Obama kills Keystone pipeline, are we saved from global warming?
In trying to explain energy issues in layman’s terms, it is really hard to tackle the Keystone pipeline. It’s hard to explain why a single pipeline, the dull-witted oaf of the infrastructure world, got people so worked up, especially in light of the fact that there are thousands of them under our feet. It won’t blow up, it is anything but unique, and a month after it’s installation no one would know it was there, yet it got a US president’s attention for 7 years (though the amount of time he actually thought Keystone is probably less than that spent deciphering Eminem lyrics). In the history of pipes this one has become more notorious than the relatively wholesome crack pipe.
As with many things that gain traction in the news, the legend of Keystone dwarfed any relevant factual characteristic because it became a symbol of the environmental doom that awaits us all. It became a useful tool by which the environmental movement hoped to strangle development of the Canadian oil sands.

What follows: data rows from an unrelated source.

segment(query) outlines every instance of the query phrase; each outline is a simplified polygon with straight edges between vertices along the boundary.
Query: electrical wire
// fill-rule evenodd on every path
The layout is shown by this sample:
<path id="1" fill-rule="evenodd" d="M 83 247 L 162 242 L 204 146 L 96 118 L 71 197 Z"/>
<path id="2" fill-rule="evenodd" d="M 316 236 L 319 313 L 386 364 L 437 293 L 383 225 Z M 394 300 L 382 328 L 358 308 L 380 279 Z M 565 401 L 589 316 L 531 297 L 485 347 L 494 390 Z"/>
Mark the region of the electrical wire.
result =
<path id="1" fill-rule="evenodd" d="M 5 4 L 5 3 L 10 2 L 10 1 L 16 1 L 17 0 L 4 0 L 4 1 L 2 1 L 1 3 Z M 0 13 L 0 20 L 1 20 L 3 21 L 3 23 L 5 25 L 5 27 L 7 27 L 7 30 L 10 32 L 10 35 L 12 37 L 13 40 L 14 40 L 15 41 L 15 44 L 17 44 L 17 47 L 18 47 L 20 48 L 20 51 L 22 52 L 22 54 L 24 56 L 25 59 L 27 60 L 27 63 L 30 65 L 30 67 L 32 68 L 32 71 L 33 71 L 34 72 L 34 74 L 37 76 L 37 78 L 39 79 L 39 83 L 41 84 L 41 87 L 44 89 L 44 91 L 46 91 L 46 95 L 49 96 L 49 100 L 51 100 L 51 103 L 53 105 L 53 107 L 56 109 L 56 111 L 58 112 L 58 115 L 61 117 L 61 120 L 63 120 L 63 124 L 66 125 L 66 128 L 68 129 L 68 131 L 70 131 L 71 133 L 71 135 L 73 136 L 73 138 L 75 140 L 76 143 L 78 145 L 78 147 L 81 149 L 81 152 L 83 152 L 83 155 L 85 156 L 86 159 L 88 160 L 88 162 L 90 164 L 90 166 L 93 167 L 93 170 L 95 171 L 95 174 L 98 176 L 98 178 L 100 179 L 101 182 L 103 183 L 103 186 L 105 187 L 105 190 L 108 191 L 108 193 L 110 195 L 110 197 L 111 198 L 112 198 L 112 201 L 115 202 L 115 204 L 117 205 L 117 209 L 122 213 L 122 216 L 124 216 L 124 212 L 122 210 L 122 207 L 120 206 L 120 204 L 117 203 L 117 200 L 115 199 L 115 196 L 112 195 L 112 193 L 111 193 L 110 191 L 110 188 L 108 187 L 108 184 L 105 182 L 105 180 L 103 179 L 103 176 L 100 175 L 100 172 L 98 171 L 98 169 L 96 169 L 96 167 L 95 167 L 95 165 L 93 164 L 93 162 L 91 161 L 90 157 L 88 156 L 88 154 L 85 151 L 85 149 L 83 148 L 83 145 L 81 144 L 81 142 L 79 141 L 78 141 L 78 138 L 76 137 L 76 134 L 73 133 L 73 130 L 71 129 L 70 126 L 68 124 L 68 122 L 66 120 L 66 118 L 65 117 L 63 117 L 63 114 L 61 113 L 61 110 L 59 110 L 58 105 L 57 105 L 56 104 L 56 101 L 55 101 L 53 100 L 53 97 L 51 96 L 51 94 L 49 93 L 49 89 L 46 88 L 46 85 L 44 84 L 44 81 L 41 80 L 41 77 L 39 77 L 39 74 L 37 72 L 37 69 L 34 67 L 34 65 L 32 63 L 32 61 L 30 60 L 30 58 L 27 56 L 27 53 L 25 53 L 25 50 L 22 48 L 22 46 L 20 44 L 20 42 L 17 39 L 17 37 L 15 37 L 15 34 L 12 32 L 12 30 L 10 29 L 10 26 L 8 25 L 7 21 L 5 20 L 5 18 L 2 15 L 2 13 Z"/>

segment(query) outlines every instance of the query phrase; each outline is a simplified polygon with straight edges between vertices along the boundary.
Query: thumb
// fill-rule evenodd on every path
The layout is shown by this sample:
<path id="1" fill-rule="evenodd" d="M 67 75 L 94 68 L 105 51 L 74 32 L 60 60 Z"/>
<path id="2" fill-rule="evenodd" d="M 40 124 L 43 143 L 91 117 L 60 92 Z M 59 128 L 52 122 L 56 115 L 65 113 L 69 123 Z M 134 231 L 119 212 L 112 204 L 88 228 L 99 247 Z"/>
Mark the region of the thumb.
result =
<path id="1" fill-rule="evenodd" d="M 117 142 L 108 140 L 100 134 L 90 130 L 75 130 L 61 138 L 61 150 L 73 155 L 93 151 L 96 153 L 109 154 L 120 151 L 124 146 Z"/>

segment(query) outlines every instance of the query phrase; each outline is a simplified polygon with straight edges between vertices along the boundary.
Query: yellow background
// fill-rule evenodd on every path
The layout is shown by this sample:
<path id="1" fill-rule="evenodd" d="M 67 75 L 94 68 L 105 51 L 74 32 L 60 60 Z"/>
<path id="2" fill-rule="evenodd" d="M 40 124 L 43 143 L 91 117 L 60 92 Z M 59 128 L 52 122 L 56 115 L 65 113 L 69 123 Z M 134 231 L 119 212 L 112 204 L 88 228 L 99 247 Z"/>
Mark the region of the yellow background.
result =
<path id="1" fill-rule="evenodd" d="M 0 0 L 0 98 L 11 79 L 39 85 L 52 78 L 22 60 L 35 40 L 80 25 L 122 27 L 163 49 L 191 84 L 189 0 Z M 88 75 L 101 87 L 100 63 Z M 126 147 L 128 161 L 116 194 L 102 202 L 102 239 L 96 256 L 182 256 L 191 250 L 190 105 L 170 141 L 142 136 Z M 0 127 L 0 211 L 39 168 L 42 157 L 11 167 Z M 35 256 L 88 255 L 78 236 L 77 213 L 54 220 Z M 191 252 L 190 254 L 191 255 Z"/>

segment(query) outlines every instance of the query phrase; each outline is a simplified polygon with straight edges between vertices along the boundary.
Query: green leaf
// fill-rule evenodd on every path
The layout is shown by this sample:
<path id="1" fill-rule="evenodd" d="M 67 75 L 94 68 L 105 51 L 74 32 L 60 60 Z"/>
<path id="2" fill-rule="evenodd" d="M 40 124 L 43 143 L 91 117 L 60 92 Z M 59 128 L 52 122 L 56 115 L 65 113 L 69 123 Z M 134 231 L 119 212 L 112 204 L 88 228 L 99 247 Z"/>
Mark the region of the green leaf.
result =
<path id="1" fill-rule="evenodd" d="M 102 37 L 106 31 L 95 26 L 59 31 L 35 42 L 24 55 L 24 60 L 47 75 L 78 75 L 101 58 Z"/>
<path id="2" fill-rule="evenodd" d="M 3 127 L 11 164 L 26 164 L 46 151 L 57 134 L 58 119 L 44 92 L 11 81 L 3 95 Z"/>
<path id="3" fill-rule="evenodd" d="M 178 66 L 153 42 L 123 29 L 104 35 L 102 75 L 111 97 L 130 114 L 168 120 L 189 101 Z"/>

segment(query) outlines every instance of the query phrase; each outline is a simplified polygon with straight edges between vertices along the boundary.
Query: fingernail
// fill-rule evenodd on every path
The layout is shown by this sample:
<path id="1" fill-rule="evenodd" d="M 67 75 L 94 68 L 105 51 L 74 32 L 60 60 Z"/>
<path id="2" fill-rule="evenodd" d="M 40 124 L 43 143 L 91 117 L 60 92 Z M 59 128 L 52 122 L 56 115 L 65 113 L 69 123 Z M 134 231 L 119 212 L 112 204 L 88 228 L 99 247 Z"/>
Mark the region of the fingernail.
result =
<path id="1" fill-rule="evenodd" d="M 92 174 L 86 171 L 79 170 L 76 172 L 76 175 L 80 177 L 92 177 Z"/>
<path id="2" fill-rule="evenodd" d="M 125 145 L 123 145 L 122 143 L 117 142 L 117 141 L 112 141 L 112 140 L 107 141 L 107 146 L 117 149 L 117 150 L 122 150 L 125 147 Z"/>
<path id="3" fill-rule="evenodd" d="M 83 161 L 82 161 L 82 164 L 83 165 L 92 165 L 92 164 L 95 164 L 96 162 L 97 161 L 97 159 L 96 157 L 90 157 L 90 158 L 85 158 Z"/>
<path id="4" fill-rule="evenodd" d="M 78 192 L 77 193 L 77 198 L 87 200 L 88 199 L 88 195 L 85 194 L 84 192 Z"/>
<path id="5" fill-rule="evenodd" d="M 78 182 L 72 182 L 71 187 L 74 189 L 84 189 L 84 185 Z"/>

The media-driven visibility is particularly ironic since the object in question would be forever buried, but never mind, it didn’t take much work for environmentalists to convince us that should Keystone be built we would either be knee-deep in oil, or the whole environment would sink to its knees, choking like a pepper-sprayed pervert on the vast CO2 clouds that would emanate from northern Canada.
Did the environmentalists win? Well, they can claim so, but Saudi Arabia might have sealed the victory by lowering oil prices and slowing development of the oil sands. If oil prices had stayed high, new oil sands projects would undoubtedly have been brought on stream with the oil getting to market the way demand driven things always do, like cocaine getting through borders. Stopping oil sands development would be a similar epic failure, with the only difference being that it will cost slightly more for producers to find a way to get the product to market.
But they will get it to market, the difference between Keystone and no Keystone is simply an adjustment to the cost of the transportation component. If the global price of oil is $40 and it costs $15 to get oil sands oil to market, then transportation costs are significant and development will be curtailed. If oil rises to $90/barrel, the $15 cost is not as material and whether it would be $5 with Keystone or $15 without doesn’t make much of a difference.
The strategy of environmentalists then is to delay development of the oil sands long enough to enable green technologies to develop. That may well happen, however in the meantime the environment may well still be a totally disgusting mess, and the forests covering the oil sands will remain unperturbed, bathed in the orange glow of sunlight filtered through clouds of Chinese coal burning filth originating on the other side of the world.